Buhari has even selected December as a deadline for driving out Boko Haram.

"The end to Book Haram insurgency is also imminent. The president is working assiduously to achieve that soon just as he promised," said Femi Adesina, special adviser to the president on media and publicity, according to Naija 247 News.

"The president has said the deadline to defeat Boko Haram is December this year. The president made a promise in July that Boko Haram would be defeated in 18 months, now he has changed it to December this year. He is the commander in chief and he has a wider view of the whole thing."

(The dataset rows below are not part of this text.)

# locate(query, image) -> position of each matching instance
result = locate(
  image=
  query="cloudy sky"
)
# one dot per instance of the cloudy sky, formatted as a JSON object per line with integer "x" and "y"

American President Barack Obama, who welcomed Buhari to the White House in a meeting in July, has pledged $5 million in funding to Nigeria's military to help it in the mission. Obama praised Buhari's integrity, and said that the Nigerian president has "a very clear agenda in defeating Boko Haram extremists of all sorts inside his country."

Persecution watchdog groups, such as Christian Solidarity Worldwide, have been urging world leaders to do more to stop Boko Haram, which it described as a "death cult."

"Despite its pseudo-religious pronouncements, with every atrocity Boko Haram illustrates it is no more than a death cult that indoctrinates members to kill without conscience, regardless of the creed espoused by its victims," CSW said in a statement in July.